30 anos da axé music transformaram a música baiana para sempre

2
3880
Ivete Sangalo e Carlinhos Brown - Foto Facebook

Como a partir de “Fricote”, de Luiz Caldas, lançada em 1985, um carnaval antes sem expressão se tornou um fenômeno da cultura de massas de Salvador para o mundo

Foi em 1985 que o Brasil foi tomado de assalto pelos versos “Nega do cabelo duro/ Que não gosta de pentear/ Quando passa na baixa do tubo/ O negão começa a gritar/ Pega ela aí/ pega ela aí”. A música de Luiz Caldas poderia ter sido apenas mais um hit com direito ao Fantástico, da TV Globo. Foi muito além disso. Trinta anos depois a aposta do carnaval de Salvador é em Neto LX, dono da música-chiclete “Gordinho Gostoso”, autodenominada “arrocha ostentação” (uma mistura de arrocha e funk ostentação, com um refrão “Eu não sou Friboi/ mas tô na moda/ a mulherada gosta/ a mulherada gosta do papai”.

Entre uma música e outra houve uma transformação cultural sem precedentes. Poucas pessoas têm uma percepção tão privilegiada e íntima desse período quanto o jornalista Hagamenon Brito.
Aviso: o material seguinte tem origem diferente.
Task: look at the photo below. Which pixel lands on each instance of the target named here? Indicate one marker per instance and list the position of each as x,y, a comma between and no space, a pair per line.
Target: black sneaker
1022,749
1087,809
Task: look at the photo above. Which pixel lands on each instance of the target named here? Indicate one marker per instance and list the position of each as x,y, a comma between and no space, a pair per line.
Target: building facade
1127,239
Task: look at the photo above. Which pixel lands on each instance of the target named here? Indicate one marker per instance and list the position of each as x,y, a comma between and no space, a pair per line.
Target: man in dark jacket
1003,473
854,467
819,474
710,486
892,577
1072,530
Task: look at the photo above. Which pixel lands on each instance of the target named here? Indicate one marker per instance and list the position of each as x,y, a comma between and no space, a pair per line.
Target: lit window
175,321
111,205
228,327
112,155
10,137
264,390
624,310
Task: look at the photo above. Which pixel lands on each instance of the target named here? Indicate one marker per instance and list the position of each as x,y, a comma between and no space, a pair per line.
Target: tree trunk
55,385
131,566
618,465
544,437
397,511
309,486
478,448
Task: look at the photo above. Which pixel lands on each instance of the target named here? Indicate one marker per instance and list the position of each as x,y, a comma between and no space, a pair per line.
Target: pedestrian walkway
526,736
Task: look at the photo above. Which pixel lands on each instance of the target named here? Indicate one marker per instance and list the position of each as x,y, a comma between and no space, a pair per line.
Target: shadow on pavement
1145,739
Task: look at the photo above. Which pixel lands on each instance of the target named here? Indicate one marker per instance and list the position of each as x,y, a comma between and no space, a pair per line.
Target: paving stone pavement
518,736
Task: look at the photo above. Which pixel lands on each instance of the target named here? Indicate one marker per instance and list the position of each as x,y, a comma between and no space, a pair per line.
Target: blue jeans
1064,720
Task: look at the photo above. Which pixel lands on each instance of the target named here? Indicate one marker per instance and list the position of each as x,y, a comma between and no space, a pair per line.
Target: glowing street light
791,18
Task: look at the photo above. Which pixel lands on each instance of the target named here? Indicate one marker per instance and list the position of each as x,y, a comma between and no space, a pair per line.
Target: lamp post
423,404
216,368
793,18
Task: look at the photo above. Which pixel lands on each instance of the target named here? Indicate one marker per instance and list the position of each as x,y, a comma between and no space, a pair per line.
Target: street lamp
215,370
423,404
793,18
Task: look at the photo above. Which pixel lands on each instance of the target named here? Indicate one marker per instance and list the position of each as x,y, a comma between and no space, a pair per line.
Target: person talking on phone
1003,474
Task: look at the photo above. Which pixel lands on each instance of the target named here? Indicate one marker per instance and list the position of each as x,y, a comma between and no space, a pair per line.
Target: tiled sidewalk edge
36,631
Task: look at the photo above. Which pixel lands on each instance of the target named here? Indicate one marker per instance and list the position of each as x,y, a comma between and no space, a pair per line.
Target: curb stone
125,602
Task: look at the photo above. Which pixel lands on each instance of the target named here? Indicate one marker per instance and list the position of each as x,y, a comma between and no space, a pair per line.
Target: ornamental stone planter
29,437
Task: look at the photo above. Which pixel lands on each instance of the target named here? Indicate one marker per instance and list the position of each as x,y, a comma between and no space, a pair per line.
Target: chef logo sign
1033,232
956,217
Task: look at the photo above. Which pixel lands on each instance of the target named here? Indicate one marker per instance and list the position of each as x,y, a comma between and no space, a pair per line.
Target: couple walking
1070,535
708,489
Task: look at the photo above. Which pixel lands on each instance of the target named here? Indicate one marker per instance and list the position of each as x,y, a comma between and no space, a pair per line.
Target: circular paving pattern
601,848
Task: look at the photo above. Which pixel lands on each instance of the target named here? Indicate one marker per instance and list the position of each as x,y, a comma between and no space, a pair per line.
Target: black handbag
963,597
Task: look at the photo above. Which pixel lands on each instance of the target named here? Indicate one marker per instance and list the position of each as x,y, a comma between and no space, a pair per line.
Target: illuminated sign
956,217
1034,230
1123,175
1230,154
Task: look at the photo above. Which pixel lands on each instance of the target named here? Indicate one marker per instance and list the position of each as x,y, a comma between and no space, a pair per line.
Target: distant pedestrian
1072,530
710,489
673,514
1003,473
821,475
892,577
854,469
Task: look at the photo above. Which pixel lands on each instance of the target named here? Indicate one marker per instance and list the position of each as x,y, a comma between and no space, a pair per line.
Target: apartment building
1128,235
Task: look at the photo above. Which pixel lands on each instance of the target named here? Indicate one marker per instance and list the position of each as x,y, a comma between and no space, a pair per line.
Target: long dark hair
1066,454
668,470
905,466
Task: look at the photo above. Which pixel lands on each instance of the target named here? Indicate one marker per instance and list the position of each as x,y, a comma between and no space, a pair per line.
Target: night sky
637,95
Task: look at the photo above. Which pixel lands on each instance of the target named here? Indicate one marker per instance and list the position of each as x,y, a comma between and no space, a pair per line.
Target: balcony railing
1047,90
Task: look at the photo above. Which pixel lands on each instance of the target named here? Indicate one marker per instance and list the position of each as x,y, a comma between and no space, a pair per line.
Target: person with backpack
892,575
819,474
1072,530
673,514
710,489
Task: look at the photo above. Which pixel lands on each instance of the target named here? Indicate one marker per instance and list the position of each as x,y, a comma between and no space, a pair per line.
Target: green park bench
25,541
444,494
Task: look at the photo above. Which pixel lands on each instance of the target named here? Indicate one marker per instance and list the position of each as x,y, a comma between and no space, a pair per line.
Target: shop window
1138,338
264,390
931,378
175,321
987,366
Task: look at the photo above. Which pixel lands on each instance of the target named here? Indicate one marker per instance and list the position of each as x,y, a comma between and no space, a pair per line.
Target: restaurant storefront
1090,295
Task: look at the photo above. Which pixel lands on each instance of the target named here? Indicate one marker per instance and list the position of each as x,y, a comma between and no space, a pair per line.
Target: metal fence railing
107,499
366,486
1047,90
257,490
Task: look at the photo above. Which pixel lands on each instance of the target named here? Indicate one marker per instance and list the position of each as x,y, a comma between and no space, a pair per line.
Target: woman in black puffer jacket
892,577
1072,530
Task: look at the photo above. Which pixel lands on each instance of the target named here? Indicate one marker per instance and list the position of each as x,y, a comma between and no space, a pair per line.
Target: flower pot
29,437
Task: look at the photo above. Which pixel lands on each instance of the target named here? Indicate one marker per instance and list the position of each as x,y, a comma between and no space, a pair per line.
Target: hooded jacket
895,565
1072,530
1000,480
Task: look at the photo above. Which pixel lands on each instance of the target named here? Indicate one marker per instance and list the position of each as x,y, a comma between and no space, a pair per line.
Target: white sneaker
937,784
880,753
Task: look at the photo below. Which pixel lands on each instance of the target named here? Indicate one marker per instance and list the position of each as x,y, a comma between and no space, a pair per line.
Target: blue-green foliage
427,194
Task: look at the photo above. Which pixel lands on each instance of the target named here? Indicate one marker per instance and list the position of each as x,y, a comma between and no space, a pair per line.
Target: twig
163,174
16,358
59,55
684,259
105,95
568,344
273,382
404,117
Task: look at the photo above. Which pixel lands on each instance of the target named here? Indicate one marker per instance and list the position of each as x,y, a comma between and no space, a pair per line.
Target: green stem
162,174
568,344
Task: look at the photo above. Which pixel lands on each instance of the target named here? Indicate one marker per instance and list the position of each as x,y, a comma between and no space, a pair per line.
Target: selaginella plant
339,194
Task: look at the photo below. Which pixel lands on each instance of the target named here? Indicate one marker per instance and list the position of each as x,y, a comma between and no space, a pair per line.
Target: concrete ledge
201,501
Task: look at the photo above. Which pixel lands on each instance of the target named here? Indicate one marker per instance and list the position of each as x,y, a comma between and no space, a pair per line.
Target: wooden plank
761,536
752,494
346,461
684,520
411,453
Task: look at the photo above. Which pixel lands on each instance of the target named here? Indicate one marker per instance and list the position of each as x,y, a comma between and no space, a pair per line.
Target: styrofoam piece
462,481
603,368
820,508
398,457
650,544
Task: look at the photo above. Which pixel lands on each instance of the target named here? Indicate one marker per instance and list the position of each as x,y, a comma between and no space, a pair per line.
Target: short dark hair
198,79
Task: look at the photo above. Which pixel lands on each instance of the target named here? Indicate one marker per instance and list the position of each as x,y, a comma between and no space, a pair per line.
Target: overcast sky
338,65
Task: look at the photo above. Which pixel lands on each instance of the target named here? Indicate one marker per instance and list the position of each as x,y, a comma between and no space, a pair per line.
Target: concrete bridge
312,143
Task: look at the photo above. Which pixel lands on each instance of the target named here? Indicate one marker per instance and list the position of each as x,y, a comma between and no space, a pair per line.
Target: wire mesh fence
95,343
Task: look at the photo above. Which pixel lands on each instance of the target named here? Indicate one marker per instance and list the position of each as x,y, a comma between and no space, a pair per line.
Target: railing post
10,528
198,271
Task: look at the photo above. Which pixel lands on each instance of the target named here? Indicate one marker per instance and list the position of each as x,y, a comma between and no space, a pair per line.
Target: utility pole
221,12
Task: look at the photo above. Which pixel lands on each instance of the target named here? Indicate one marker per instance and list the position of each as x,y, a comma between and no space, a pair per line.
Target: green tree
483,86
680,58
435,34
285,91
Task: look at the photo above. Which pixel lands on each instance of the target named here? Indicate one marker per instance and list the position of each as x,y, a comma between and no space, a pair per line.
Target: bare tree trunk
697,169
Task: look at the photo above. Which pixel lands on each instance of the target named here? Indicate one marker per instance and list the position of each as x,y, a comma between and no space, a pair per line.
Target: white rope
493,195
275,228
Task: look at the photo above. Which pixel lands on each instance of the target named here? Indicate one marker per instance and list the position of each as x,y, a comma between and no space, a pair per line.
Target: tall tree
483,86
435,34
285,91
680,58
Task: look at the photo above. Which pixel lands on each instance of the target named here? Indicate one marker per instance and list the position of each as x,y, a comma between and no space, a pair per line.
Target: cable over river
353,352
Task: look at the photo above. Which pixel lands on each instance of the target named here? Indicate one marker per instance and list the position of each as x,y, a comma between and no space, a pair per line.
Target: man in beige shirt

Crítico musical e editor de Cultura do jornal Correio*, da Bahia, ele é o responsável pela criação do termo “axé music”, dois anos depois do hit de “Fricote”. Na entrevista a seguir, Brito faz uma reflexão sobre os 30 anos do gênero.

Vamos começar explicando sua participação na criação do termo “axé music”.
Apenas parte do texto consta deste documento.